The Swan Princess: A Royal Wedding (2020)

dir. Richard Rich

How 1994’s underwhelming animated movie The Swan Princess became a fully-fledged franchise is a mystery lost to the ages. Regardless, with A Royal Wedding they made it to the tenth instalment. The original film’s central couple, Princess Odette and Price Derek, are now having adventures in historic China alongside their talking animal friends. The film gets some credit for occasional glimpses of authentic Chinese inspiration – meticulously designed hair ornaments, a song sung in Mandarin – but fundamentally the standard white saviour tropes settle in as expected. Most of the story refuses to just make basic sense.
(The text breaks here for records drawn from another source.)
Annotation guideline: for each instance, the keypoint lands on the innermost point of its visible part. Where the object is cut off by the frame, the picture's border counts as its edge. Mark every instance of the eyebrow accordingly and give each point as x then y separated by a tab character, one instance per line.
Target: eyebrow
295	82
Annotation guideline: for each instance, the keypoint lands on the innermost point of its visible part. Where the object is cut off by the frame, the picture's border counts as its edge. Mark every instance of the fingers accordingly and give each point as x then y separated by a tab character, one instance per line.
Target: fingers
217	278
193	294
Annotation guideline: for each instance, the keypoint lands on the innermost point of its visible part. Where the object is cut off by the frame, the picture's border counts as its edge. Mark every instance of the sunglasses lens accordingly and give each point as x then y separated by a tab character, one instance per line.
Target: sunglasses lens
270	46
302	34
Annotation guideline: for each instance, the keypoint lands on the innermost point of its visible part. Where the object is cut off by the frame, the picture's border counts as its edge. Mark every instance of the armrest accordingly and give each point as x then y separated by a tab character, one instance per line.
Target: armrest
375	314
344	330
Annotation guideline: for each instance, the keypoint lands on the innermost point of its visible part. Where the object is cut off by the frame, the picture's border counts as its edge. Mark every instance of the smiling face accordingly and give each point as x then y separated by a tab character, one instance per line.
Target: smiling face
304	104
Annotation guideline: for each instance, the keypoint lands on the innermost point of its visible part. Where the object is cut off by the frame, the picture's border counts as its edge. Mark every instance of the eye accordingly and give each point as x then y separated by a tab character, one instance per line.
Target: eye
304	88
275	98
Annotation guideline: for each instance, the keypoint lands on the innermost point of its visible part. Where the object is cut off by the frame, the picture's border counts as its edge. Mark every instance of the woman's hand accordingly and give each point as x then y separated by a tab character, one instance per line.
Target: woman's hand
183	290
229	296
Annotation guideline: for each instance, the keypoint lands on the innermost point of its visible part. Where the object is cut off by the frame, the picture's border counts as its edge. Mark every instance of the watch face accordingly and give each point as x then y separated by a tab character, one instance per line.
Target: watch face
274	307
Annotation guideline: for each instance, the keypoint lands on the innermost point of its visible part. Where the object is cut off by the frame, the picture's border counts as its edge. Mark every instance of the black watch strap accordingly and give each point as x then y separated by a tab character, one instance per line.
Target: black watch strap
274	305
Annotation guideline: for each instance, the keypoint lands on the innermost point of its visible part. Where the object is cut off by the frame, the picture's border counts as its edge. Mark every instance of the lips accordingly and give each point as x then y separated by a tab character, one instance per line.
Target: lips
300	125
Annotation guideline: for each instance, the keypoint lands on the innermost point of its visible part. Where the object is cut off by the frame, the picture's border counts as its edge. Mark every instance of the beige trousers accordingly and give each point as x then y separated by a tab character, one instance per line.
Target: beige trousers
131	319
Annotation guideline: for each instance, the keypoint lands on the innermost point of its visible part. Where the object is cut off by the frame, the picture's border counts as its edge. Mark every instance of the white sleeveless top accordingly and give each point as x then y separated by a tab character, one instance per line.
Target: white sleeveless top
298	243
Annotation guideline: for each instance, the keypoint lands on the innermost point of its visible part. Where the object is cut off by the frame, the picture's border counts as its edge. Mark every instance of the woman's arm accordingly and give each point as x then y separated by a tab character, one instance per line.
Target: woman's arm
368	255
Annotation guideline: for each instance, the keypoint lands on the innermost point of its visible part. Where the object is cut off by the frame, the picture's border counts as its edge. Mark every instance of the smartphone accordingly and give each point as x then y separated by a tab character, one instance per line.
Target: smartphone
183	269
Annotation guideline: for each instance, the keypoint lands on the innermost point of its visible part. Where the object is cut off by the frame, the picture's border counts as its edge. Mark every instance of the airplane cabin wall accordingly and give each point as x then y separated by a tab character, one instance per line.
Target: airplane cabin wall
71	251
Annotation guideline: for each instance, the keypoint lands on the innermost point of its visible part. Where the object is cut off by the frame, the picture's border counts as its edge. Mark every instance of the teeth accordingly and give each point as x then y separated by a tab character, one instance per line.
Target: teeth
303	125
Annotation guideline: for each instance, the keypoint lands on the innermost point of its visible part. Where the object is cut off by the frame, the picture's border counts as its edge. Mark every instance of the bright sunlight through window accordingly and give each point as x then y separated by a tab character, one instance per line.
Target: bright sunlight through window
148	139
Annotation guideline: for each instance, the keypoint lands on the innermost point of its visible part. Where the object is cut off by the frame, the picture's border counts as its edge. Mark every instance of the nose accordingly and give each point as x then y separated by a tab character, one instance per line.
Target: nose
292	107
The young and beautiful Princess Mei Li is transformed into an old woman by a sorceress; why would Odette and Derek, whose original story was based on Odette being transformed into a swan, have any hesitation in believing Mei Li’s story? Especially when the sorceress is prone to loudly shouting about her diabolical deeds at whim, providing a uniquely grating kind of comic relief. This is a harmless movie which is quite obviously for small children, but it’s hard not to laugh at the inclusion of magical tears, jerky animation, and one character’s especially dumb decision to simply take the evil, conniving sorceress at her word instead of shutting down her powers. This tenth iteration of an already-basic children’s movie is exactly what one would expect.